Oppure sarà perchè dall'autostrada del
Brennero continua ad arrivare quella brezza
del Mare del Nord che invita al viaggio, alla
fuga, come diceva il buon Pier Vittorio
Tondelli in “Altri Libertini”, romanzo cult
per i giovani sognatori della P38 generation
anni settanta. In realtà la brezza è quella
della costiera romagnola, di quella Rimini
tanto mitica nell'immaginario collettivo della
cultura del divertimento. Ma
nell'immaginario di Lorenzo Semprini, leader
dei Miami and the Groovers, ad un certo
punto è entrato come un fulmine a ciel sereno, la suggestione di un altro posto,
lontano, al di là dell'oceano. Il New Jersey di Bruce Springsteen e Southside
Johnny, e la loro musica, ha conquistato Lorenzo e i suoi Groovers
impossessandosi dei loro cuori e cambiando loro la vita.

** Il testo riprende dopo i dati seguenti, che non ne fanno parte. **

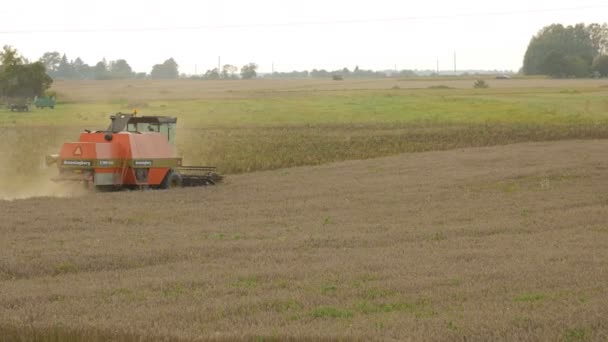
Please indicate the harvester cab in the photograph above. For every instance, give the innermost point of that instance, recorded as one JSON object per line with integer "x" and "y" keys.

Non è facile suonare Rock
and Roll in Italia, soprattutto cantando in inglese, ma oramai il destino è stato
scritto e, anche se per Miami and the Groovers, forse, non si apriranno mai i
cancelli di uno stadio, resterà loro dentro, per sempre acceso, il fuoco della
passione. E, credetemi, non esiste nulla di più nella vita di noi tutti della passione
che scalda l'anima.
A te Lorenzo!
D: Una delle vostre canzoni più sentite si intitola “Rock and Roll nights”. Cosa è per
voi questa notte di R&R? Cosa spinge dei ragazzi romagnoli verso un genere, ma
soprattutto verso una cultura musicale, così lontana geograficamente, eppure così
vicina al cuore?
R: Rock and roll night è la canzone che apre il nostro primo album Dirty Roads
(2005) ed è stata per molto tempo la canzone di apertura dei nostri concerti. E' una
canzone manifesto, una manifestazione di intenti. La cultura rock è qualcosa di
molto profondo se la senti davvero, cosa che per me e per la band accade. Il rock ti
dice di uscire e dire al mondo cosa ti passa nella testa e cosa senti nel tuo profondo.

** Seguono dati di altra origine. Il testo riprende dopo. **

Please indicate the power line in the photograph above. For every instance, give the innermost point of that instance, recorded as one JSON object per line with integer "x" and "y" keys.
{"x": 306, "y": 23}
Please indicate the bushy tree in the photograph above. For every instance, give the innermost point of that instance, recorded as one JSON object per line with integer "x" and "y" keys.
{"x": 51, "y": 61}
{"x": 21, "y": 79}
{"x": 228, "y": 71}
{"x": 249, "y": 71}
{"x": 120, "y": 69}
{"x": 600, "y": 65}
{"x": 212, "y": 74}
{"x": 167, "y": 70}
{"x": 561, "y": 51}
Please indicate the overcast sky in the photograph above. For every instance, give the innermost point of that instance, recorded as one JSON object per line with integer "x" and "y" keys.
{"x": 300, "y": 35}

Il rock è essenzialmente verità e divertimento, ma allo stesso tempo è anche
possibile sofferenza o urlo arrabbiato. Una notte di R&R è tutto questo. Molto ma
molto meglio di una "Cool disco Bilionaire night"...

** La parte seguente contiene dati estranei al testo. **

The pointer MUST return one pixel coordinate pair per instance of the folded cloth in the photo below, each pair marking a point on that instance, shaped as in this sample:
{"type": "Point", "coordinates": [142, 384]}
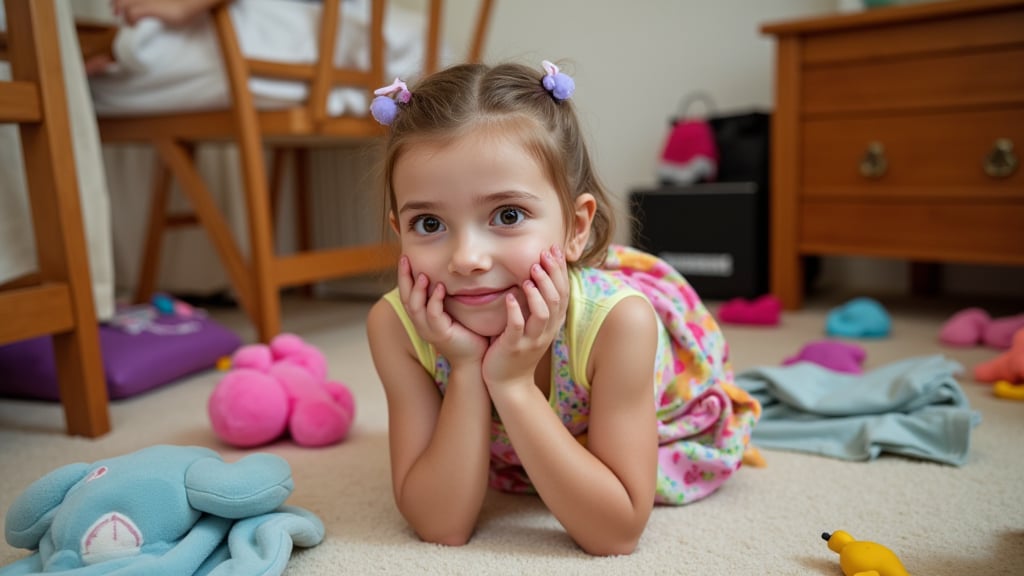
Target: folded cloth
{"type": "Point", "coordinates": [913, 407]}
{"type": "Point", "coordinates": [162, 510]}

D: Avete collaborato e jammato con grandi musicisti americani come Southside
Johnny, Elliott Murphy, Willie Nile, Joe D'Urso, Michael McDermott, Jesse Malin,
Jono Manson e tanti altri. Di fatto al vostro nuovo album “Merry go round”
partecipano artisti del calibro di Bill Toms, Ron Lasalle, Joel Guzman e lo stesso Jono
Manson che d'altronde è quasi cittadino italiano. Eppure in Italia fuori da
dall'ambiente “specializzato” siete praticamente sconosciuti. Cosa ne pensi?
R: Penso che sia difficile diventare "conosciuti" se alle spalle
non hai qualcuno che investa su di te tempo, soldi ed energie.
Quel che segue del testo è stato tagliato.